A weighted ensemble method based on wavelength selection for near-infrared spectroscopic calibration
Abstract
It is well-known that near infrared spectroscopy not only has many wavelength variables but also suffers serious peak overlaps, which influences predictive results. In order to effectively select the wavelength variables and improve the predictive accuracy, a weighted clustering and pruning of wavelength variables-partial least squares (WCPV-PLS) method was proposed. Firstly, the wavelength variables were clustered, and the value predicted using each cluster was obtained by partial least squares (PLS). The maximum absolute errors and variances of the predicted values relative to the experimental values were calculated. Then, the maximum absolute errors and variances were combined to determine the clusters for pruning, which effectively reduced the number of wavelength variables.

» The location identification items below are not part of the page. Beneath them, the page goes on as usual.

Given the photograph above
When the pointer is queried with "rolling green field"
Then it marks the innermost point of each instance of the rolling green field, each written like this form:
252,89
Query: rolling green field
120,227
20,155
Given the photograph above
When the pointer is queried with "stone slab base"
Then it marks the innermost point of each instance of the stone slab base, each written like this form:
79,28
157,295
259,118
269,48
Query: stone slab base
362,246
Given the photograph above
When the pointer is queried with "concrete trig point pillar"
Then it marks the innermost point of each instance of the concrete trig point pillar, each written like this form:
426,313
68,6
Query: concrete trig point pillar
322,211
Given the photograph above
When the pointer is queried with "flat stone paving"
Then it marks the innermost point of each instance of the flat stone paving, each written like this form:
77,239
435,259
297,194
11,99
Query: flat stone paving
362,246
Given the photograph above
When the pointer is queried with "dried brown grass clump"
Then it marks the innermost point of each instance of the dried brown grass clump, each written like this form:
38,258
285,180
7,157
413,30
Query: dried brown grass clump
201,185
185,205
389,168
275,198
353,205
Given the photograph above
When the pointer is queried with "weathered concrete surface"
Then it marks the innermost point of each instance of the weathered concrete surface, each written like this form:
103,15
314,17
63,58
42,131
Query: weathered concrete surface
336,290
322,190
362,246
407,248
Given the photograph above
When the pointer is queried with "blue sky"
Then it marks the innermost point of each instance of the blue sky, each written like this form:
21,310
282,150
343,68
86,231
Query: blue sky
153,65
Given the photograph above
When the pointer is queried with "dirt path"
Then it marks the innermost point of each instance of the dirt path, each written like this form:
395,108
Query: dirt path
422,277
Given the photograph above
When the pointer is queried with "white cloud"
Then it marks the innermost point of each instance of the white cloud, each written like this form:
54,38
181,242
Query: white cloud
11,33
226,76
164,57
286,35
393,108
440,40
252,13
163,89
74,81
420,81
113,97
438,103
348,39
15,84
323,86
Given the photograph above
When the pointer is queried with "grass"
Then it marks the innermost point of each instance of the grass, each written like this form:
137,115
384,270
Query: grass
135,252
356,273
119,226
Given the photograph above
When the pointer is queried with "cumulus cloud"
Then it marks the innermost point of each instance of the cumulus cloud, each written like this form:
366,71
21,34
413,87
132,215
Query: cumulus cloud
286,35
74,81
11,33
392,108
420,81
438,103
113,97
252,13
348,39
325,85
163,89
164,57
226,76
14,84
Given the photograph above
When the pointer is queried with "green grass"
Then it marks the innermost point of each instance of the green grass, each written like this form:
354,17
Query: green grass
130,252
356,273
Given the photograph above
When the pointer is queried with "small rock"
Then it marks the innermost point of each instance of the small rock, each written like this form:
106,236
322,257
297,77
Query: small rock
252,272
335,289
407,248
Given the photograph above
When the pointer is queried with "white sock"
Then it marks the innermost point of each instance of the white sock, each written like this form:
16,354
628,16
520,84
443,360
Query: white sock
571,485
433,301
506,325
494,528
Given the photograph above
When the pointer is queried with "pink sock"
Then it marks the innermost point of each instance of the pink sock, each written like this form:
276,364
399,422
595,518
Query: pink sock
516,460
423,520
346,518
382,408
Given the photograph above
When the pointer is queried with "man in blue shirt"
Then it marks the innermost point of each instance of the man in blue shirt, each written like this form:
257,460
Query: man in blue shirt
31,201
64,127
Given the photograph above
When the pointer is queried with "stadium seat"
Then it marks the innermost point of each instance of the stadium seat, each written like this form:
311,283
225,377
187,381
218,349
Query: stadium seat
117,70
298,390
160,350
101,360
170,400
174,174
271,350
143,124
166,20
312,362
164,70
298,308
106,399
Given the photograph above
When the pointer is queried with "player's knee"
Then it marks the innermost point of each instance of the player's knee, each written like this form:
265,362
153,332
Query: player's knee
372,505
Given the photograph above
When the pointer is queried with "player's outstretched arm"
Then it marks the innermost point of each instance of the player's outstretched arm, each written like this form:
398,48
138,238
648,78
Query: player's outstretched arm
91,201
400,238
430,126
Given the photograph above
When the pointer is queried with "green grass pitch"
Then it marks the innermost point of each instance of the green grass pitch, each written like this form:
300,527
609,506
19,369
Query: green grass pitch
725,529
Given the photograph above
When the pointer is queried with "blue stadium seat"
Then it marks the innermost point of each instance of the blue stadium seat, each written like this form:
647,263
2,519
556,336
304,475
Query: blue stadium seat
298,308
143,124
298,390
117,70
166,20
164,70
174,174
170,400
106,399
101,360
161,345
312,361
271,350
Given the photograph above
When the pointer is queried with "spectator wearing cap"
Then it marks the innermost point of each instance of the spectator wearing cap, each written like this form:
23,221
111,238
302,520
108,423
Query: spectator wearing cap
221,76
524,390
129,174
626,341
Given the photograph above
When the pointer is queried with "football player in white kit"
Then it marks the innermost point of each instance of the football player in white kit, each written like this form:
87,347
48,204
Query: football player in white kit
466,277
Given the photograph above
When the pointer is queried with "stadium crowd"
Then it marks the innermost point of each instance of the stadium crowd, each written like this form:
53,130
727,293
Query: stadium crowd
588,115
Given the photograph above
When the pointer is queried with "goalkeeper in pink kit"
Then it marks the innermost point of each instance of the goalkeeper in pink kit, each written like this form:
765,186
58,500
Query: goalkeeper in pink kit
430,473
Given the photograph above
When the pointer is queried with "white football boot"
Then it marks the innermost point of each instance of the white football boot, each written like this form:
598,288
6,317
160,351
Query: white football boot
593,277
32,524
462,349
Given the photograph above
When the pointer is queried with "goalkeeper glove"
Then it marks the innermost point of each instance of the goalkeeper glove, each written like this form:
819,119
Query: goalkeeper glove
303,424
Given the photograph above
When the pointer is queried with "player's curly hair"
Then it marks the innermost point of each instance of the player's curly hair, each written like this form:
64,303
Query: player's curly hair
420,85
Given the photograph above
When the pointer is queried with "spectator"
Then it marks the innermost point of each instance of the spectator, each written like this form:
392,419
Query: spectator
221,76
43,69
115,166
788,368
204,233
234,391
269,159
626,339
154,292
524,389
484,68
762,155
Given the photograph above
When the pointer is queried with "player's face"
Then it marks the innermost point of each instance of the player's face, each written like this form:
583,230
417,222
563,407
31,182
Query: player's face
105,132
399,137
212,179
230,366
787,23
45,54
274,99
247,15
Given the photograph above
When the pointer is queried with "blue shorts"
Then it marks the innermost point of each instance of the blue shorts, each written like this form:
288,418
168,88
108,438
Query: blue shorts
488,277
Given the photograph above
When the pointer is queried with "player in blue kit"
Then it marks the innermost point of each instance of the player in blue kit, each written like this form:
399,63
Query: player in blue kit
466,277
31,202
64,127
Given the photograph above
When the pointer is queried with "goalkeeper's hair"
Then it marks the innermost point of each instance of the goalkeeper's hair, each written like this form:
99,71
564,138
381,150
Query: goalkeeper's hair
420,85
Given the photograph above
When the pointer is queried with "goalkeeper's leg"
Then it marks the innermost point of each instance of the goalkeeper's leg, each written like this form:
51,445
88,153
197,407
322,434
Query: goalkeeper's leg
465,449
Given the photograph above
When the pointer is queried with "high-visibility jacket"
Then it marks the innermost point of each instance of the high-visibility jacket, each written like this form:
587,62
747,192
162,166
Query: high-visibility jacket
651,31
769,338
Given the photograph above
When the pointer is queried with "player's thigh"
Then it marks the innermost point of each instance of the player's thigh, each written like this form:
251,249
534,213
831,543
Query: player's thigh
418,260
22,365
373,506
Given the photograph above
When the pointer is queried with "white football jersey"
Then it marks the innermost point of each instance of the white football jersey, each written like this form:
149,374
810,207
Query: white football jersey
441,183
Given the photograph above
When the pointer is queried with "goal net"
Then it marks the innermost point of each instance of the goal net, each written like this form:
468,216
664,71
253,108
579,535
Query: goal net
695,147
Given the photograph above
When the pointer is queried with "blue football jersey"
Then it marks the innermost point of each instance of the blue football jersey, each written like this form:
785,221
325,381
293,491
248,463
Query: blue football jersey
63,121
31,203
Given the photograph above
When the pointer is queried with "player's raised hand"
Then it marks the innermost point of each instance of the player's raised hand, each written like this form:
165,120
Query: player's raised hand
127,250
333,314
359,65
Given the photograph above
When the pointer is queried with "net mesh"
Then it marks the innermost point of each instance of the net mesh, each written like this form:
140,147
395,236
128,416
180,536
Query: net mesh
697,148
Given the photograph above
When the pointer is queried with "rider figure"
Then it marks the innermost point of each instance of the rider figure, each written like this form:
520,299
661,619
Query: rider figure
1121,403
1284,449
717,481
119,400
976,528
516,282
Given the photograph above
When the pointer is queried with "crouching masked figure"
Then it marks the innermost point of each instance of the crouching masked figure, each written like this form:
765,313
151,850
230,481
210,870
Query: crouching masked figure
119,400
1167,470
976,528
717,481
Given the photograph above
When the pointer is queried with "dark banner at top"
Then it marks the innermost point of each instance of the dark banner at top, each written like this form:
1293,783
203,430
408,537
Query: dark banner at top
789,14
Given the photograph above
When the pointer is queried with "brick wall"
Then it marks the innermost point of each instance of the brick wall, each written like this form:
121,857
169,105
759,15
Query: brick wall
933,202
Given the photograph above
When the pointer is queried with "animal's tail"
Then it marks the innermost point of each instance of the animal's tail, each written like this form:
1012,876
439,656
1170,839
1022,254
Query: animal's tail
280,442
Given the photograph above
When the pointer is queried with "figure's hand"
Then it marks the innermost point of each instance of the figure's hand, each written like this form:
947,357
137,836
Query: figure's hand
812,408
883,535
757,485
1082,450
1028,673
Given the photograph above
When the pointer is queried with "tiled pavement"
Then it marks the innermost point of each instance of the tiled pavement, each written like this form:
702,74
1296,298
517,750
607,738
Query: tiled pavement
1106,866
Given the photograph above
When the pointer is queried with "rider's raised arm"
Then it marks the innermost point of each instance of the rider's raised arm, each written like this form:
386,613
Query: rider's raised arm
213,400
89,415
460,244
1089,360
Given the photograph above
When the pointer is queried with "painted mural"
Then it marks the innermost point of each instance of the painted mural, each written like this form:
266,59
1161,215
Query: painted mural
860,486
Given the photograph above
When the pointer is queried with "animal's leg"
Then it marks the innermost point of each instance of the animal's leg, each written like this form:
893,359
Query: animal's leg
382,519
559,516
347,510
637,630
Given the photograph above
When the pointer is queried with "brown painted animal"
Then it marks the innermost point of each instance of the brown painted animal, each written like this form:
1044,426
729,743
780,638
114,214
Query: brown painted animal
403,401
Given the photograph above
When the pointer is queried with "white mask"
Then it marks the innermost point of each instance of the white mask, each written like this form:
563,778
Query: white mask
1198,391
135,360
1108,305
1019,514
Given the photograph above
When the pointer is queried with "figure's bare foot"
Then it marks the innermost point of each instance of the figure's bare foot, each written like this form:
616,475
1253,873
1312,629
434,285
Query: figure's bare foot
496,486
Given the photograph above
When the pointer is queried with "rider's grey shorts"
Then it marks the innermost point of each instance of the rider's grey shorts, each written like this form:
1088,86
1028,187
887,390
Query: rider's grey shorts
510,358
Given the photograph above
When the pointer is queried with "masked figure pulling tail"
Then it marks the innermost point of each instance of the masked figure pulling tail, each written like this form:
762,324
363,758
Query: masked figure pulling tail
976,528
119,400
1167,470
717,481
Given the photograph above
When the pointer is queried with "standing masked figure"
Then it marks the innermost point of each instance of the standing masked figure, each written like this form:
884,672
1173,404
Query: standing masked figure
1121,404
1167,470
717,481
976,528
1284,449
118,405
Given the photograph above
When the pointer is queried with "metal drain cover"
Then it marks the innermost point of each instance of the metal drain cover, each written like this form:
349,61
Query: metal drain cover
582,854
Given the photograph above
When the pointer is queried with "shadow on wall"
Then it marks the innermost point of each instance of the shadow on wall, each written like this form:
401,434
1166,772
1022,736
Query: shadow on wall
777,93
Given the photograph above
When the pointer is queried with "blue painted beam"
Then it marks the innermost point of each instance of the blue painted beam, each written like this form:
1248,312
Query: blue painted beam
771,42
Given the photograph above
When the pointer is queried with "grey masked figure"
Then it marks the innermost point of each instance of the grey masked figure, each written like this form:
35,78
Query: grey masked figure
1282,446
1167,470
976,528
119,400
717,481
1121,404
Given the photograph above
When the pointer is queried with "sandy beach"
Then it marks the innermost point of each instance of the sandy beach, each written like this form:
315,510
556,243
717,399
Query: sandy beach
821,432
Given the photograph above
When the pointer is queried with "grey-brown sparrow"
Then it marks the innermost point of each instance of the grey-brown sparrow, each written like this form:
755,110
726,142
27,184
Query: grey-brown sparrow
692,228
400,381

A weight coefficient was constructed according to the maximum absolute errors and variances of the remaining clusters. Finally, the training subsets extracted from the remaining clusters were corrected by the weight coefficients, and the predictive results of the sub-model were obtained by PLS. Further integration of the results of multiple sub-models produced the WCPV-PLS method. Compared with four other methods, WCPV-PLS performed well in most cases for protein prediction in maize. That is to say, the correlation coefficients between the experimental values and the predicted values were large and the root-mean-square error (RMSE) was small. The robustness was strong. Further experimental results on moisture and starch in maize showed that the WCPV-PLS method could effectively prune redundant wavelength variables and the results were stable and reliable for multiple iterations. Specifically, the RMSE of the starch content in maize was smaller than 0.17 and that of moisture was even smaller than 0.16.